Dank der Technologie könnte der Handel dann auch beschädigte oder weniger frische Ware verkaufen und so den Abfall sowie die damit verbundenen Umsatzverluste reduzieren. In Lagerhäusern ist der Einsatz von digitalen Zwillingen ebenfalls möglich. Durch die Technologie gewinnen Unternehmen wertvolle Daten, mit deren Hilfe sie ihre Bestände und deren Transport besser planen können. Anstatt noch essbare Produkte zur Deponie zu fahren, können diese beispielsweise an Tierfutterlieferanten weitergeleitet und dort verwertet werden.

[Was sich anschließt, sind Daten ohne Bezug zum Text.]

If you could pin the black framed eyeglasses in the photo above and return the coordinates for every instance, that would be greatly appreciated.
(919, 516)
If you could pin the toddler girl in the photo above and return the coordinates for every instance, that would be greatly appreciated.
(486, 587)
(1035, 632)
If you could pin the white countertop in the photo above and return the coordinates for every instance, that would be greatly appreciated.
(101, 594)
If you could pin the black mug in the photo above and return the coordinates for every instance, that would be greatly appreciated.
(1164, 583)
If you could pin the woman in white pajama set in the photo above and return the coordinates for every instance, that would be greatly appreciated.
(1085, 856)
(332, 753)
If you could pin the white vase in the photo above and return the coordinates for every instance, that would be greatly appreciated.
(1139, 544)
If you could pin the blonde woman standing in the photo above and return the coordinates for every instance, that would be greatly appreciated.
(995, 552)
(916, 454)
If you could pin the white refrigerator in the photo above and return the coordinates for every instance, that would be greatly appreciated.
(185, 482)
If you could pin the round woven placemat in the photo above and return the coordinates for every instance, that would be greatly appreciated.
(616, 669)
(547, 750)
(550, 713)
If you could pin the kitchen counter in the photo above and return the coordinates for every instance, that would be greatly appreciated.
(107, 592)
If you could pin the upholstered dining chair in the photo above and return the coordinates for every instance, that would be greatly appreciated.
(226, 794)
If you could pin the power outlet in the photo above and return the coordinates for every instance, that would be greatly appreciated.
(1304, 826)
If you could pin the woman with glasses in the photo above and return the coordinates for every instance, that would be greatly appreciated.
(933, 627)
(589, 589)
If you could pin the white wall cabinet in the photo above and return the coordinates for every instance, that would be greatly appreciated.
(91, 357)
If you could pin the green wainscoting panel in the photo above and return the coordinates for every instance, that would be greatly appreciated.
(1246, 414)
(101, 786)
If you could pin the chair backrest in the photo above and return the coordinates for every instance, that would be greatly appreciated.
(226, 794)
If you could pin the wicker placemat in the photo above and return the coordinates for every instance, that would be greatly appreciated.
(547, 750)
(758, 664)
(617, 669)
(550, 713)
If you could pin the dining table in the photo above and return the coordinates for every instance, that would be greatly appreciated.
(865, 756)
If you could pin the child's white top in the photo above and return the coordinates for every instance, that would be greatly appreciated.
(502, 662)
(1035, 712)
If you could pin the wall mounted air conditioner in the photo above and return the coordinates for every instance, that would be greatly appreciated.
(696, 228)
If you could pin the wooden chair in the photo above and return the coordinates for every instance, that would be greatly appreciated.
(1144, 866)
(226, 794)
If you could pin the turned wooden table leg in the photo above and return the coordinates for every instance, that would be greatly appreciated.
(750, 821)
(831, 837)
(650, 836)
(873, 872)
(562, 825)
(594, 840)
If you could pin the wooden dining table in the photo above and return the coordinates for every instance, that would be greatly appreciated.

Die Daten unterstützen Unternehmen auch bei der Entscheidung, welcher Markt für die Lieferung der Lebensmittel infrage kommt. Verschickt man weniger frische Artikel an weit entfernte Märkte, ist die Wahrscheinlichkeit höher, dass sie bis zur Ankunft verderben und im Abfall landen. Allein aus Nachhaltigkeitsgründen ist in diesem Fall ein lokaler Markt zu bevorzugen.

„Das Wissen um den tatsächlichen Frischezustand und die voraussichtliche Haltbarkeit von Produkten fördert nachhaltigere Entscheidungen bei Kunden und Unternehmen. Im Kampf gegen die Lebensmittelverschwendung sind Technologien wie Digital Twin daher nicht mehr wegzudenken“, so der TCS-Digitalisierungsexperte.